The #17 company on the 2011 Inc. 500, ClearCorrect, develops clear removable braces. They grew revenue from $100,000 to $8.7 million in 3 years.
Valuation Management Group, #22, provides real estate (Yes, real estate) appraisal services for banks and credit unions. They grew revenue from $317,000 to $25.4 million in the past 3 years.
Every state in the country (and across the globe) are filled with great companies like these and the Inc. 500 and 5000 are filled with them. Great because they are growing by making more revenue than they put out in expenses. Business that should not only be admired, but should be studied. Their methods, determination and purpose should be what we all try to emulate.
But we don’t.
We talk endlessly about how much money the latest new idea raised their series A,B,C round of financing. We listen in the echo chamber of blogs and other media to the endless chants of social media and the cloud.

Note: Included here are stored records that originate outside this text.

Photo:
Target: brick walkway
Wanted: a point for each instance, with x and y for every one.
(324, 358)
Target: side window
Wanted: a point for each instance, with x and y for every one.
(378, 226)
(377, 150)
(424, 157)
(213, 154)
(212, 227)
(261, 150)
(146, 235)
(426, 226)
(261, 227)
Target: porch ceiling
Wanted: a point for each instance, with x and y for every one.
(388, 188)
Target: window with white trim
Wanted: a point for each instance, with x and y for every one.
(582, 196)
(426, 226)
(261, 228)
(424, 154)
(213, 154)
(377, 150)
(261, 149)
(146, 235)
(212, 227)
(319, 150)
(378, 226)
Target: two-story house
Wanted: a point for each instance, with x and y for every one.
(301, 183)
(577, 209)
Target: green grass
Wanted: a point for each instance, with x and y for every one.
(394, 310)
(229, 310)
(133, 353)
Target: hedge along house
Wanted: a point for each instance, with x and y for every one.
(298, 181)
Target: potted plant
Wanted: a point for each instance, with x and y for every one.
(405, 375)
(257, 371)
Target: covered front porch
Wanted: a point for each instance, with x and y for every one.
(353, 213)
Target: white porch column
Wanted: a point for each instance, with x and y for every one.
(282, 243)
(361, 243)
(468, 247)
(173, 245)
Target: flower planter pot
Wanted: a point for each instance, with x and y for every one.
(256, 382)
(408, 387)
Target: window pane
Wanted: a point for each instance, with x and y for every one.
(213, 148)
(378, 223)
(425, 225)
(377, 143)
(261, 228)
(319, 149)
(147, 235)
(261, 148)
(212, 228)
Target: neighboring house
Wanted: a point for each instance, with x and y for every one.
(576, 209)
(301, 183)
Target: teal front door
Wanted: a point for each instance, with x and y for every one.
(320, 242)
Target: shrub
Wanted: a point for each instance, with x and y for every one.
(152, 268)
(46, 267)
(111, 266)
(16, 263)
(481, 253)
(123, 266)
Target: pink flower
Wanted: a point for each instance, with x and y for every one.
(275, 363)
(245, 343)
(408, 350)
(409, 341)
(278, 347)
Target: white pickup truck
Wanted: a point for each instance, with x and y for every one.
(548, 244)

Twitter, for all the good it has done in the world, has not earned revenue that is anywhere near the huge sums that have been invested in it. And there is no clear path to show that it will. Past web darling, Groupon, was nearly insolvent leading up to its IPO despite having raised hundreds of millions of dollars. These are the businesses that capture our attention and our lust.
Sorry to point out the obvious but, envying someone that raised a lot of Venture Capital money is not about building a business. When you consider that most VC’s average a 33% success rate, receiving that money does little to ensure any kind of success for the business. They are bets, chips set out in front of a roulette wheel, waiting for the ball to drop on just a few so they get the returns they want for their funds.
What I propose… Let’s celebrate the operators. The business leaders that build businesses that endure. That use their profits to hire. That are driven to build a lifestyle for themselves and for those that work with them that would like to find a place where they can work for their entire career. That are not waiting for the company to be flipped like a speculative real estate investment. Who make the hard choices to make cuts so they can ensure the business survives in tough times. Who build relationships with customers instead of counting users. They have the lessons and skills you really can use. Today.
The best businesses in this country no longer fit into the ideal of what too many think is success in business and life. That needs to change.